Burning North

Northern Mexico is dominated by two great deserts; the Sonoran and Chihuahuan. In this film, we'll unravel the forces that have created this arid world, and discover that for the animals living here, overcoming the conditions can bring rich rewards. In Central Northern Mexico are vast prairies that gave rise to the cowboy culture, and still provide a refuge for extensive colonies for charming black tailed prairie dogs and one of Mexico's rarest animals, the aplomado falcon. Beyond the prairies is the Chihuahuan desert. Bigger than Montana it hides one of Mexico's greatest natural wonders.
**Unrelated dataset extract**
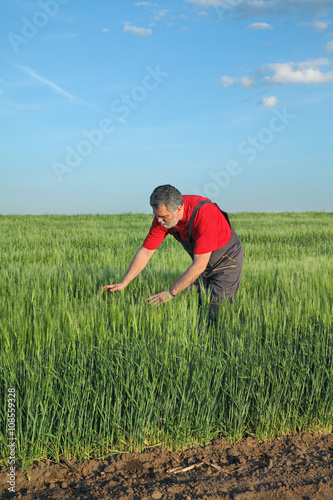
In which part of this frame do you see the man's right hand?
[102,281,126,292]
The valley of Cuatrocienegas is full of natural springs that are home to many species of fish found nowhere else on earth. West of the Chihuahuan desert, the forests covering the Sierra Madre Occidentalis are a refuge for wild chillies called Chiltepin. First cultivated in Mexico over 6000 years ago, it gave rise to thousands of varieties we eat today. In the foothills to the west, the Sonoran Desert is home to forests of iconic saguaro cactus that support a rich community of animals, In the day, ferruginous pygmy owls find refuge in old woodpecker nests and at night pallid bats emerge to hunt their favourite prey; scorpions. The Sonoran Desert stretches into the Gulf of California, where the desert island of Isla San Pedro Martir is home to side blotched lizards who survive against the odds by eating the scraps left by nesting seabirds.